Oops. Guess he can add liar to his list of accomplishments.
Ironically, the most vilified of people who testified, Mark McGwire, is now the only one we know for sure did not lie -- because he would not say he hadn't used. (Woulda been pointless. Shakespeare knows McGwire used, and Shakespeare's been dead a while.)
And Rodriguez has come out and apologized and said he was young and stupid and trying to live up to his contract ...
and it's a pile of horseshit.
Oh, I have no doubt he felt pressure to live up to a quarter-billion-dollar contract.
And while I think the "young and stupid" defense is rubbish -- Rodriguez was 24 in 2001, and while that may seem young to many, he debuted in MLB when he was not quite 19.

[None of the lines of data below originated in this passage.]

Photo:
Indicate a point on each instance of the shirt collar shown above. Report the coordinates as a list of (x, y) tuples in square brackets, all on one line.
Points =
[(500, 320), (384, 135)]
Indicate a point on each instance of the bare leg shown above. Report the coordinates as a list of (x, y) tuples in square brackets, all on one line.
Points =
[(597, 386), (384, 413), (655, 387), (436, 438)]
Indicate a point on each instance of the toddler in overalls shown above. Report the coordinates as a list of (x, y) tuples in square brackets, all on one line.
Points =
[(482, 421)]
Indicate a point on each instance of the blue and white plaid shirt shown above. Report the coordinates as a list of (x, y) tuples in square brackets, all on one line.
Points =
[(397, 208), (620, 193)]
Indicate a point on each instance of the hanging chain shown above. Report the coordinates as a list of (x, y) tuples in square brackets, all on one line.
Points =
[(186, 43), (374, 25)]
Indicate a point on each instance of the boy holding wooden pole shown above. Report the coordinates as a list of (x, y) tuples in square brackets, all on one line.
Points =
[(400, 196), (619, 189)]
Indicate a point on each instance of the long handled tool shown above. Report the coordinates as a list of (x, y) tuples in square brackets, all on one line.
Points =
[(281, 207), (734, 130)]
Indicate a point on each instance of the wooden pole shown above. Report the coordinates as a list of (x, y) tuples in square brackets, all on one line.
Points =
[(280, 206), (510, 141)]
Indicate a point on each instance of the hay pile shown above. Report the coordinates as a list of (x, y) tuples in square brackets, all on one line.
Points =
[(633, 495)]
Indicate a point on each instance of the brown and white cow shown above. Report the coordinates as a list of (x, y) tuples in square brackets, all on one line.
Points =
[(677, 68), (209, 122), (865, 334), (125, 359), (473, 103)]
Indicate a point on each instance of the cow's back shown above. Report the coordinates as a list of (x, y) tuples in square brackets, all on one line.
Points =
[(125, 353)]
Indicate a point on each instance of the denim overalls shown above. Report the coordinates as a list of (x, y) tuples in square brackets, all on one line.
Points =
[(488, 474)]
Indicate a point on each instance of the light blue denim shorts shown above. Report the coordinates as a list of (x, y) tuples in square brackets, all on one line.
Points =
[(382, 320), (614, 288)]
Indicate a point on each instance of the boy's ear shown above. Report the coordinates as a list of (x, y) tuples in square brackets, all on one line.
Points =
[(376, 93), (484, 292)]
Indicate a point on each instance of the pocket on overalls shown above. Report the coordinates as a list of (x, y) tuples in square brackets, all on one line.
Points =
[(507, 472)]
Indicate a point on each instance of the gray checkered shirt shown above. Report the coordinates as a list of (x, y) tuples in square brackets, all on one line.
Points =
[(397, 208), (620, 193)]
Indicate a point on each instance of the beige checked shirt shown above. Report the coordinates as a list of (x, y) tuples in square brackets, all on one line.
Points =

Five years in the league -- a league that had banned steroids 10 years previously -- and he wants us to think he was young and stupid.
You do not get to the majors if you are stupid. Oh, sure, maybe you don't have a lot of book learning, maybe you sound dumb when you talk, but getting to the major leagues takes a lot of disciplined, focused, targeted work.
And if you are young and stupid, you should not be pulling in $20+ million dollars per year, which is the reason Rodriguez gives for why he started taking steroids in 2001.
But here is where the argument breaks down, for me:
"To be quite honest I don't know exactly what substance I was guilty of using."
Versus:
"When I arrived in Texas in 2001, I felt an enormous amount of pressure, felt all the weight of the world on top of me to perform and perform at a high level every day."
OK, I get the pressure element inasmuch as someone who will never see a million dollars, let alone 250 of them, can.
But if you have that kind of pressure on you, you're examining everything you do. You're monitoring your nutritional supplements, you're getting everything you can out of your workouts, your batting practice, whatever.
And you're sure as HELL not using anything without knowing what it is and what it will do.
The "I didn't know what I was taking" argument didn't wash with Barry Bonds, who testified before a grand jury that he didn't know he was taking steroids.
(Flaxseed oil? Seriously? C'mon. At least make up something amusingly absurd.)
It didn't wash with Rafael Palmeiro's tainted B12 shot.
Because it doesn't make sense for someone who relies so excruciatingly heavily on his physical abilities to not thoroughly investigate everything he's doing to his body.
No, Rodriguez (who was exposed early to the steroids scene in Seattle, which other Kossacks have documented elsewhere) knew what he was doing, and it would surprise me none to find out he was using before 2001. ("Hey, I've got a contract year coming up. I should bulk up so I can get more money.")
The inevitable question, and the one that concerns me less than Rodriguez's penis size does, is if he's still using.
Why should I care? Why should you care? Why should anyone care? Why would it matter? His positive test for steroids is already known, he's admitted to taking "a banned substance" -- for three years, not, like, two months -- and he's told Congress the opposite.
How could anyone need more ammunition against him? It's like getting someone on triple murder in the first degree and then also going after him for failure to pay 5 cents in income tax. He's already guilty 75 ways to Sunday; a 76th way needn't be the point at which we say "enough."
So at that point, I have two questions: What would he have to do to regain my trust, and does he have even a sliver of a hope at being elected to the Hall of Fame?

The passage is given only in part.